Pat Robertson thinks marijuana should be legal - avichal
http://www.nytimes.com/2012/03/08/us/pat-robertson-backs-legalizing-marijuana.html

======
guga31bb
> _“It’s completely out of control,” Mr. Robertson said. “Prisons are being
> overcrowded with juvenile offenders having to do with drugs. And the
> penalties, the maximums, some of them could get 10 years for possession of a
> joint of marijuana. It makes no sense at all.”_

I never thought I'd agree with anything Pat Robertson said, but this is an
extremely sensible position. California's (and the US in general) prison
population and associated expenditure has exploded, while we cut spending in
places like education.

Look at this picture: [0]. Has this huge runup in the prison population made
us any safer?

I realize I'm probably preaching to the choir -- that HN tends to be younger
and liberal on social issues -- but the needless imprisonment of thousands has
ruined many lives.

> _He attributed much of the problem of overpopulated jails to a “liberal
> mindset to have an all-encompassing government.”_

Didn't the War on Drugs start under Reagan? The huge runup in the prison
population began in the 1980s. Whatever.
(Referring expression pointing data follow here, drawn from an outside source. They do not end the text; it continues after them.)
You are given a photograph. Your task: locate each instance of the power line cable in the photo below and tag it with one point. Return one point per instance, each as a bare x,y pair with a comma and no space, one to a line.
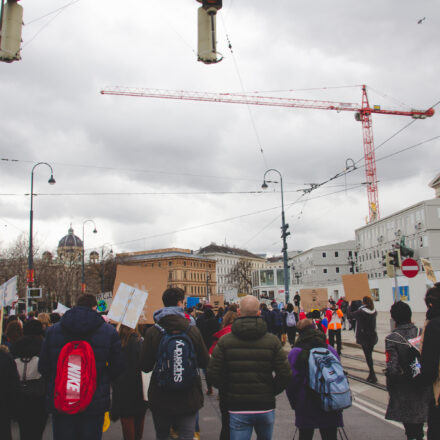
243,91
395,134
190,228
62,8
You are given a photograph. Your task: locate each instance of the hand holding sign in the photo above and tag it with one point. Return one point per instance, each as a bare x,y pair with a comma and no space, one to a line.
127,305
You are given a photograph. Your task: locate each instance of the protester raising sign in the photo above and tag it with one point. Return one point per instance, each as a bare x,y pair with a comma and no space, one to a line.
127,305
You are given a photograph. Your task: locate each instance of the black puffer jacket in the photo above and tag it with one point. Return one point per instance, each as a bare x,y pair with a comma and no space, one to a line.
243,363
83,323
365,325
431,351
173,402
127,397
409,401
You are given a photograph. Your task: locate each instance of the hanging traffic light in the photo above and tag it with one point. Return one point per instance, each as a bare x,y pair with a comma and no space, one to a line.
284,230
11,26
395,258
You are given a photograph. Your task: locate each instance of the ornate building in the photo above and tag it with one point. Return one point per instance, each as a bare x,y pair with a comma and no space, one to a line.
70,248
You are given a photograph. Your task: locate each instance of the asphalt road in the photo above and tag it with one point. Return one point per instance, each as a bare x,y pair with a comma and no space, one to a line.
363,421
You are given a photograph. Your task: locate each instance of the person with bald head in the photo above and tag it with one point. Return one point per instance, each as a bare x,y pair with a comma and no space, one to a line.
249,367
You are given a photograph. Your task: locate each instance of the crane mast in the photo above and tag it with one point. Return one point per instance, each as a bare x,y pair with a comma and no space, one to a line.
362,113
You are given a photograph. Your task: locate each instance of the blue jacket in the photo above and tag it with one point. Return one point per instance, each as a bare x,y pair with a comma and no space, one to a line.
83,323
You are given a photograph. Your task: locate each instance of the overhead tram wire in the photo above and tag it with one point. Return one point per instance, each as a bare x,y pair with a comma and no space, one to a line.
62,8
243,91
152,193
145,171
190,228
57,12
395,134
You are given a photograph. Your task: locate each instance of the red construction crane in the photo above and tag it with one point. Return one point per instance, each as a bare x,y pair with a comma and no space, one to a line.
362,113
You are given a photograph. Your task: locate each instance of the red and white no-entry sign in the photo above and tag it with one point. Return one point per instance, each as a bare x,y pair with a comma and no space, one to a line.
410,268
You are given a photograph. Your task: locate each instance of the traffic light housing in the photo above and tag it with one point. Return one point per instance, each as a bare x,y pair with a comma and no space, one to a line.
387,262
217,4
11,26
284,230
395,259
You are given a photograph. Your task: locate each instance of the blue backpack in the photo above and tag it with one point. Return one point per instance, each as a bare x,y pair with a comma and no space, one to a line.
327,378
277,319
176,364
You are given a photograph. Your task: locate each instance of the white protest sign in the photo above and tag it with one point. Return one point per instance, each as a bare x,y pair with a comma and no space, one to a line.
104,301
127,305
8,292
61,309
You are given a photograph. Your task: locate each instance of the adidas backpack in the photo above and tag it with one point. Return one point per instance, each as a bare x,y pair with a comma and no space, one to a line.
327,378
75,381
176,364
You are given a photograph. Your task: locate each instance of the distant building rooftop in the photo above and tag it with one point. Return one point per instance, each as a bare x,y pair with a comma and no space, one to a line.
217,249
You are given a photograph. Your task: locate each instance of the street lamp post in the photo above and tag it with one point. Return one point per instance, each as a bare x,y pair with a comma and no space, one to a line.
83,280
103,264
208,279
284,232
30,271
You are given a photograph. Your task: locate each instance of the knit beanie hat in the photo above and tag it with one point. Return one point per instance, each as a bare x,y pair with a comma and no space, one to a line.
33,327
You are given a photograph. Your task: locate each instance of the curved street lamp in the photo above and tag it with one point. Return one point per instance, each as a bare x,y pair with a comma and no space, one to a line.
83,280
284,232
30,272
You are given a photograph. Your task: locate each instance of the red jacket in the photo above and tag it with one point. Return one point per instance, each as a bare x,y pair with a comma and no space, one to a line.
218,335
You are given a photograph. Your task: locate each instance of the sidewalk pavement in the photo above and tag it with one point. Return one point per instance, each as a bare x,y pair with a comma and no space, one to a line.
383,328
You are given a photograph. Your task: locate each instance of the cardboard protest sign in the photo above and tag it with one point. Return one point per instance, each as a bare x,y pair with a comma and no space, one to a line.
428,270
149,279
104,301
217,301
356,286
127,305
313,299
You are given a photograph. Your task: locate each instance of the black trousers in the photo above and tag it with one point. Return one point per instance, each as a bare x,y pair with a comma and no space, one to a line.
326,434
332,334
291,334
414,431
434,422
368,352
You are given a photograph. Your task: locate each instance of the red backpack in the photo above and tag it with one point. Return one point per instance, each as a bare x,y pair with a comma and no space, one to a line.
75,381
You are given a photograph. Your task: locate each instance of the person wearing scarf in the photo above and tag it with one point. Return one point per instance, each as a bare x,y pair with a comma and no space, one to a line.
307,405
430,358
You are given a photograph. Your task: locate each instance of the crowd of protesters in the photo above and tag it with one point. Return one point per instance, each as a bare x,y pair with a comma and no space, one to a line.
239,349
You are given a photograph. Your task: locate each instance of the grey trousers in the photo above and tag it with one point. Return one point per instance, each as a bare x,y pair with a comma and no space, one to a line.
184,425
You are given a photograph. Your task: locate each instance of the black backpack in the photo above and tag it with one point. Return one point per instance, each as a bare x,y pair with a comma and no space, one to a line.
32,384
176,364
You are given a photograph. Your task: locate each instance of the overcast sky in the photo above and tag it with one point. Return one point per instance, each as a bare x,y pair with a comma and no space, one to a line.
52,111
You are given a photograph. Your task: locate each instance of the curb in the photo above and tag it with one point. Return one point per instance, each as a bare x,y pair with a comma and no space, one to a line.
354,345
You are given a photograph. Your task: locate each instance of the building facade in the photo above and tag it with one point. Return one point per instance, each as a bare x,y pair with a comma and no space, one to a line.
324,265
234,268
195,274
418,226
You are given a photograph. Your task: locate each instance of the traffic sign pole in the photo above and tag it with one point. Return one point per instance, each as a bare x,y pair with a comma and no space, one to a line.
410,268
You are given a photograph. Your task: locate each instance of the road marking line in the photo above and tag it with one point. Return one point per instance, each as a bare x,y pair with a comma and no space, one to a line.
371,405
379,416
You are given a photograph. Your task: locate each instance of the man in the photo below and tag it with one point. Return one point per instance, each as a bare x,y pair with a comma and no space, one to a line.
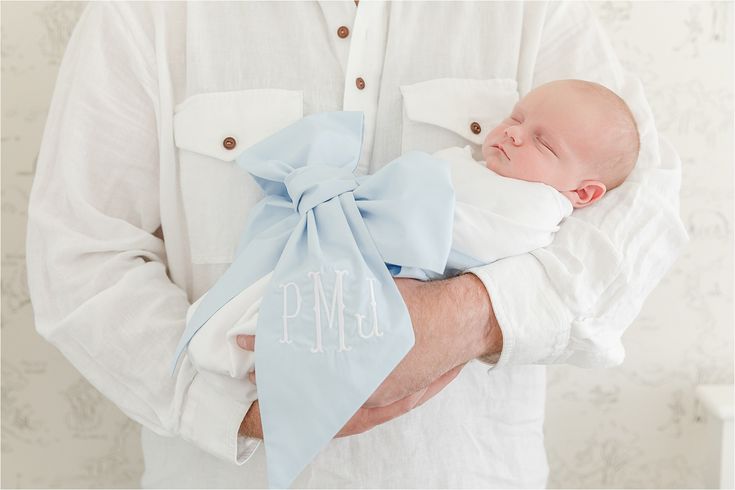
137,207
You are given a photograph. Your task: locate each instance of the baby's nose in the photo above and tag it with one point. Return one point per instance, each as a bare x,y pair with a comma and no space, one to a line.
513,133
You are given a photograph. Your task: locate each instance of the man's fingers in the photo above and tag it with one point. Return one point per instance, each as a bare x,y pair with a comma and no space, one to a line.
246,342
367,418
439,384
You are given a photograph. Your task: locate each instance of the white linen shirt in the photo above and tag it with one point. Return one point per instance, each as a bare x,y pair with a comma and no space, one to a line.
137,206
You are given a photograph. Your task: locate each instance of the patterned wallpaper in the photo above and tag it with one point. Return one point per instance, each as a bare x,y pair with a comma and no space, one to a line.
634,426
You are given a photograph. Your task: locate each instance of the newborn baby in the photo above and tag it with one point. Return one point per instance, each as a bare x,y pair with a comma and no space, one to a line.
576,136
565,144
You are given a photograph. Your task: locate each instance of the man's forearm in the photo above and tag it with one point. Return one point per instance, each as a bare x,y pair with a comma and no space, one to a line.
475,319
453,323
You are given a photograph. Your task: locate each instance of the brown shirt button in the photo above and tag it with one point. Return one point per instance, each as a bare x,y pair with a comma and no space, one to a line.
229,143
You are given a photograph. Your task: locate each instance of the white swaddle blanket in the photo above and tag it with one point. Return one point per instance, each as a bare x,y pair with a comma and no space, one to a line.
494,217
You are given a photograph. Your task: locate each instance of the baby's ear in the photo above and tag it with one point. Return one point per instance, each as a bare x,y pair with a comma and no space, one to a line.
589,191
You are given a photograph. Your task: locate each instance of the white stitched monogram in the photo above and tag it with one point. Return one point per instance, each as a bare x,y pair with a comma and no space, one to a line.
320,300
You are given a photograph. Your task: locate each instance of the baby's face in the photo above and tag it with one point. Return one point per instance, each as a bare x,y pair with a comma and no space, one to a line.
548,137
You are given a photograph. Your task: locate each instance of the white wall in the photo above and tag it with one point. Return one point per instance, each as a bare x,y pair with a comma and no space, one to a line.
632,426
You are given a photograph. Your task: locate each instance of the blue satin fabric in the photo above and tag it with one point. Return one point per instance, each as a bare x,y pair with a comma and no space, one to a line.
332,324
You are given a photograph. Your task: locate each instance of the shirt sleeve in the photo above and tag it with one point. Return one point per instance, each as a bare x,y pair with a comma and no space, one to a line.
96,265
571,301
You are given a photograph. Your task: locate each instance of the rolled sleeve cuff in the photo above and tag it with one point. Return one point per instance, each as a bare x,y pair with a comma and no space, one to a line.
531,315
212,422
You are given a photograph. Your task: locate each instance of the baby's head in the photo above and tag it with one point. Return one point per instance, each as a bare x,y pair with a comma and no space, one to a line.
576,136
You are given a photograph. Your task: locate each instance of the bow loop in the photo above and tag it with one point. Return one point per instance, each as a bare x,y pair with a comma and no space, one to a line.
312,185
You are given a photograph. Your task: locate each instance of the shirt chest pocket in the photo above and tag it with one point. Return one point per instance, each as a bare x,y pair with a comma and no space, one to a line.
448,112
210,131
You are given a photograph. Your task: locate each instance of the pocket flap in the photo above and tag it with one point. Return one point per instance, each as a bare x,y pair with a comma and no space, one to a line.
456,103
203,122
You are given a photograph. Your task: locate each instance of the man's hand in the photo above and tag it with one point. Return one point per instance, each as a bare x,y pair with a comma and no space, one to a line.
453,323
365,418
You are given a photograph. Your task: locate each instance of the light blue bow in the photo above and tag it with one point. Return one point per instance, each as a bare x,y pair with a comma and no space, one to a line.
332,324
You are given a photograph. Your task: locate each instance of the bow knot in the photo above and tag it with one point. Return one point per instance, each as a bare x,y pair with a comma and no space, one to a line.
314,184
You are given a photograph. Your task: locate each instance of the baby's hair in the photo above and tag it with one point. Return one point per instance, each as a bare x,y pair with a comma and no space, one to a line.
616,163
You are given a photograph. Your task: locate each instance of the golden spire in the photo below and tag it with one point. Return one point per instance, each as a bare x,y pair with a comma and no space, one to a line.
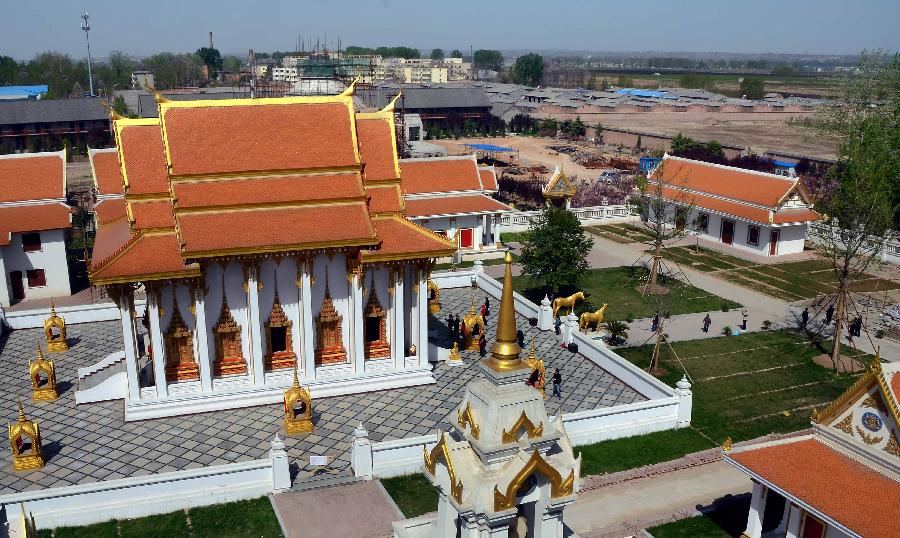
505,351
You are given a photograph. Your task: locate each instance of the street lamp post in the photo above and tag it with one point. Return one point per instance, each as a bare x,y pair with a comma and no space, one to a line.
85,25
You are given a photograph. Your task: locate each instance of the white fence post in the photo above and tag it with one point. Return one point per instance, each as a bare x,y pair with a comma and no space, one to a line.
281,470
361,454
685,402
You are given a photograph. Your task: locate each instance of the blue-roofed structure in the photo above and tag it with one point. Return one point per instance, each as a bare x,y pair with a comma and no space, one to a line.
23,92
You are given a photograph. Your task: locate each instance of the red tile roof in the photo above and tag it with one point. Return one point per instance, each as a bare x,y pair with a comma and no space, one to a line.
488,179
402,239
376,148
453,205
152,215
33,218
34,176
275,229
107,172
145,162
267,190
849,492
246,136
439,175
725,181
109,210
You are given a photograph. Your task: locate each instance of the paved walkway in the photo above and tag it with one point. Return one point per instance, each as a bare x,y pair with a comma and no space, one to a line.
602,511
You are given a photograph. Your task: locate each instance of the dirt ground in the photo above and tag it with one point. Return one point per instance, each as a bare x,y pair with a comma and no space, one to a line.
760,131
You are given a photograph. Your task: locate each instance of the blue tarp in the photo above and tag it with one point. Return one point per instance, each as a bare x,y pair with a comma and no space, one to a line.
30,91
489,147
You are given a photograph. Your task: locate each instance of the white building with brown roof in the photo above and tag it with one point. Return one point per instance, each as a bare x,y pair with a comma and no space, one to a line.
452,196
766,214
33,220
841,480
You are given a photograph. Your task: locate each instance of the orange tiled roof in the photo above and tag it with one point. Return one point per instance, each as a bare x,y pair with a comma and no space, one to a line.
488,179
107,172
109,210
33,218
35,176
453,205
849,492
143,256
145,163
403,239
153,215
275,229
230,136
384,199
725,181
439,175
267,190
377,149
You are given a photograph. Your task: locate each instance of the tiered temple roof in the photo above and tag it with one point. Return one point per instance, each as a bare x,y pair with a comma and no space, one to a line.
253,176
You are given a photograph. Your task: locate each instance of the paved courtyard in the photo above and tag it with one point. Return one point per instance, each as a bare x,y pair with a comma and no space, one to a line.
92,442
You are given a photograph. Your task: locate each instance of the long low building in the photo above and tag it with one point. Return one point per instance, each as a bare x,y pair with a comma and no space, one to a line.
766,214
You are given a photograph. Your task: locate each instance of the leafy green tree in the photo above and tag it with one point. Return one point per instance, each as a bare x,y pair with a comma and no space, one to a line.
752,87
488,59
528,70
212,59
554,251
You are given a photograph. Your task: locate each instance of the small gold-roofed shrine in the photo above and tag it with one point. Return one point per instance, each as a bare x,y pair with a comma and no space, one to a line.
505,468
43,378
25,443
55,331
257,223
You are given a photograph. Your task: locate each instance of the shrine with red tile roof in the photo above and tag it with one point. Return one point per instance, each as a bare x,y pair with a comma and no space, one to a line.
841,480
269,235
763,213
34,217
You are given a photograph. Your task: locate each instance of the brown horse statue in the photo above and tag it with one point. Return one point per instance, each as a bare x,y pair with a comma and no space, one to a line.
591,317
568,302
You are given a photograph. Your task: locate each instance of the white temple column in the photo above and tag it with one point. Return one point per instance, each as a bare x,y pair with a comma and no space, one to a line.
204,358
126,299
757,509
398,338
159,348
306,320
356,320
256,349
422,312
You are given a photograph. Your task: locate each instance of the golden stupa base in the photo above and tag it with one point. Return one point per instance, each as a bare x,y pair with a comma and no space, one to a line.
45,394
55,347
27,463
293,427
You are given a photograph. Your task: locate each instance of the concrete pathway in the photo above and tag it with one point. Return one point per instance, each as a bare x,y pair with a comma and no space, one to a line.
602,511
361,510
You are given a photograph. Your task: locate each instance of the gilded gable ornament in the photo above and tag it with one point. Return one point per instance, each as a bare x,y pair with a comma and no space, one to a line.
43,378
55,331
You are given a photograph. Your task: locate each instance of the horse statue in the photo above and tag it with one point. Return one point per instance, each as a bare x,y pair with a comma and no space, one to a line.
584,322
568,302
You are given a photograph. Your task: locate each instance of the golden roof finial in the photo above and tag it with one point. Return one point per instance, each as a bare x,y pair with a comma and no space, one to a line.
505,351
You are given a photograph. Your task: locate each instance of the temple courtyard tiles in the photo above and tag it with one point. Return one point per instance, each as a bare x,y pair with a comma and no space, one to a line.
92,442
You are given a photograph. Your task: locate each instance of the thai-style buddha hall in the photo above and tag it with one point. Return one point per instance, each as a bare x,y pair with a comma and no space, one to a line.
267,233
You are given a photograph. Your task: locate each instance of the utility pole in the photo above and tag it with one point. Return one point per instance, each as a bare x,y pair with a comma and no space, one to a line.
85,25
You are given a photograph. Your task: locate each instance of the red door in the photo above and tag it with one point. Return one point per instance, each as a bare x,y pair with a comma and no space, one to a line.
773,242
465,237
727,231
15,279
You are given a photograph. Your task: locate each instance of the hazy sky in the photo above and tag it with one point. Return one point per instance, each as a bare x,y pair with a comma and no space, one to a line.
141,28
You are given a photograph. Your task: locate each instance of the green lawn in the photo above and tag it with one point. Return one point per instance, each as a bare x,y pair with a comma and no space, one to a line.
790,281
617,286
241,519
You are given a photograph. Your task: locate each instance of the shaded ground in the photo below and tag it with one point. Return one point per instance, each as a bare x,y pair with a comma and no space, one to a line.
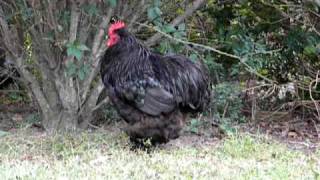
107,155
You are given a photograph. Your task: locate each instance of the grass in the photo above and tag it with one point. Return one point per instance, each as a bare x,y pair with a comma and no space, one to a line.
108,156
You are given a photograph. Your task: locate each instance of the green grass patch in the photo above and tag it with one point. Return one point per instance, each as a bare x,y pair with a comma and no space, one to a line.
108,156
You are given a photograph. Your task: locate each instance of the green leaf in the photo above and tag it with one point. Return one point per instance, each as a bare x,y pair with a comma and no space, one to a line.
169,29
3,133
81,74
154,13
310,50
83,47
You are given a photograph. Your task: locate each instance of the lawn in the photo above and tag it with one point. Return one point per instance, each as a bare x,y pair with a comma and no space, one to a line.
103,155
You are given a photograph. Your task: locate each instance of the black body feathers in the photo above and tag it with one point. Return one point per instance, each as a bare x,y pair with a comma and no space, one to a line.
150,91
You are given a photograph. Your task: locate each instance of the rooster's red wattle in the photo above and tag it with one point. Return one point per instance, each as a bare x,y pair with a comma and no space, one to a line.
151,92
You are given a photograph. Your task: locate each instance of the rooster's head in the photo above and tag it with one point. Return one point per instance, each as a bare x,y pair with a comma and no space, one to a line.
112,32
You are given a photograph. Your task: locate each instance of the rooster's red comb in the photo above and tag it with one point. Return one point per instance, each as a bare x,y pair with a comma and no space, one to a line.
115,26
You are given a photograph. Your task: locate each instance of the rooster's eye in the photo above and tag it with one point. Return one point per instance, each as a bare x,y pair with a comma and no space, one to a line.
113,20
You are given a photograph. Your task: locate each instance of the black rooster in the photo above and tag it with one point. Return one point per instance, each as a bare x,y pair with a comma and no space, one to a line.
151,92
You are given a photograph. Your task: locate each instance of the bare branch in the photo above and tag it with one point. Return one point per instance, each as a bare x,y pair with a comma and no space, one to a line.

As long as more people support
changing our current prison system, they can give whatever reasons they want.

[0]
[http://en.wikipedia.org/wiki/File:US_incarceration_timeline-...](http://en.wikipedia.org/wiki/File:US_incarceration_timeline-
clean-fixed-timescale.svg)

------
shingen
Hasn't succeeded... that's one way to frame the extraordinary disaster of
death and mayhem that the 'war on drugs' has been.

If we had to tally the financial toll, the community toll, the prison toll,
the fiscal toll, the death toll --- you'd have to break out the Korean and
Vietnam wars to find a good comparison.